Overhead, the Big Dipper rides high. Good scouts know to take its leading pointers north to Polaris, the famed Pole Star. For us, it sits 35 degrees high in the north, while the rotating earth beneath makes all the other celestial bodies spin around it from east to west.

If you drop south from the bowl of the Big Dipper, Leo the Lion rides high. Note the Egyptian Sphinx is based on the shape of this Lion in the sky. Taking the arc in the Dipper’s handle, we "arc" SE to bright orange Arcturus, the brightest star of Spring.
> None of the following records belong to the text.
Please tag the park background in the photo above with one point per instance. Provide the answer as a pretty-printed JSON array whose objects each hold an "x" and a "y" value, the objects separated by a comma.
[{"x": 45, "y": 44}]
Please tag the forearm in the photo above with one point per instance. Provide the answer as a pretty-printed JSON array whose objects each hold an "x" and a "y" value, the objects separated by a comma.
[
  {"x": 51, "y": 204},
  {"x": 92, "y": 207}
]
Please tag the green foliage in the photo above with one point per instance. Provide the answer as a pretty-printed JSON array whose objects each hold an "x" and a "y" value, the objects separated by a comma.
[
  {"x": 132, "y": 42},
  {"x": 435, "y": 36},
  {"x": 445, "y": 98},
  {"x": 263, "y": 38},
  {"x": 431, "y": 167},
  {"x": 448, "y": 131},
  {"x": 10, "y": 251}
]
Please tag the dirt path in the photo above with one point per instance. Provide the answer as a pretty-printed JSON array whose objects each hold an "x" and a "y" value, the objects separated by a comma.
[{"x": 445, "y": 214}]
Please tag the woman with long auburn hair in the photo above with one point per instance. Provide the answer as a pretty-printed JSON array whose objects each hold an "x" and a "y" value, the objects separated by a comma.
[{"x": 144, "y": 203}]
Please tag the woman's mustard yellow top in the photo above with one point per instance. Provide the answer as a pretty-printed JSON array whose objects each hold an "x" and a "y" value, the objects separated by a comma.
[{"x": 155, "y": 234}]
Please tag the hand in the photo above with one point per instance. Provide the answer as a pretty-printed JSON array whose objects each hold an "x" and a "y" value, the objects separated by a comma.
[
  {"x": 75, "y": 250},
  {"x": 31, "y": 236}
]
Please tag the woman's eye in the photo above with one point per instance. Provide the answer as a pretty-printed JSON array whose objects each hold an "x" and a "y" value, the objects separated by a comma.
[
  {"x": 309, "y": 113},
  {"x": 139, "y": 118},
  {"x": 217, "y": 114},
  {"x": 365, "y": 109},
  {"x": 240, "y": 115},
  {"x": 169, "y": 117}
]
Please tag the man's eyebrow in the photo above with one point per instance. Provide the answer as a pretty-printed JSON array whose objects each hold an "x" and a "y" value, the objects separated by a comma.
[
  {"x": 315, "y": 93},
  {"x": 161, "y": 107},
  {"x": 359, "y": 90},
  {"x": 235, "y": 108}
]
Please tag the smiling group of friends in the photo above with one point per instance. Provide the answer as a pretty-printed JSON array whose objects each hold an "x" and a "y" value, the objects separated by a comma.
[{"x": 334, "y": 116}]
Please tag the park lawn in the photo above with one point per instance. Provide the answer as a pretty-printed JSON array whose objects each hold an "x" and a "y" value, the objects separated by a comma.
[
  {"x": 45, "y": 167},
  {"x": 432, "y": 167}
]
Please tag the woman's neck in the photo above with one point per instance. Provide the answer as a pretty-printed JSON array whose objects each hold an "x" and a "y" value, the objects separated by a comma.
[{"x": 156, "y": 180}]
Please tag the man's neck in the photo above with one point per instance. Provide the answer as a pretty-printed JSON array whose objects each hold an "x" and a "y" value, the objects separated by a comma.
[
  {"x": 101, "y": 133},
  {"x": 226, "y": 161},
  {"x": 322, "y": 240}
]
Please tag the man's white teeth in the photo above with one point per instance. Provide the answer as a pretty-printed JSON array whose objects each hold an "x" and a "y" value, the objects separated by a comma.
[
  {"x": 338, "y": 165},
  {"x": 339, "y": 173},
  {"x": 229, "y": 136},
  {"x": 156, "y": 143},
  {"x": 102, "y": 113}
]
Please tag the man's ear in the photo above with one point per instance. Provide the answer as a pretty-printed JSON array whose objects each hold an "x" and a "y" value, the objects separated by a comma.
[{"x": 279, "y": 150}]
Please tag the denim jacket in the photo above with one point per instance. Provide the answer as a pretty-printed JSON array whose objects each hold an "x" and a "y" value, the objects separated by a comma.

Spike south to Spica, the hot blue star in Virgo (with Mars now to its lower left), then curve to Corvus the Crow, a four-sided grouping. It is above Corvus, in the arms of Virgo, where our large scopes will show members of the Virgo Supercluster, a swarm of over a thousand galaxies about 50 million light years away from us.

To the east, Hercules is rising, with the nice globular cluster M-13 marked on your sky map and visible in binocs. This rich cluster is one of the top telescopic sights in good-sized scopes.

The brightest star of the northern hemisphere, Vega rises in the NE as twilight deepens. Twice as hot as our Sun, it appears blue-white, like most bright stars. Its constellation, tiny Lyra, looks like a parallogram just south of Vega, but was the harp of Orpheus in Greek legends

In the southeast, Antares rises about the same time as Vega does, in the brightest of all constellations, Scorpius. Antares appears reddish (its Greek name means rival of Ares or Mars to the Romans) because it is half as hot as our yellow Sun; it is bright because it is a bloated red supergiant, big enough to swallow up our solar system all the way out to Saturn’s orbit! Very bright red Mars lies west of the Scorpion’s claws in June, while Saturn lies north of Antares, and is about as bright as Antares, but more yellow in color.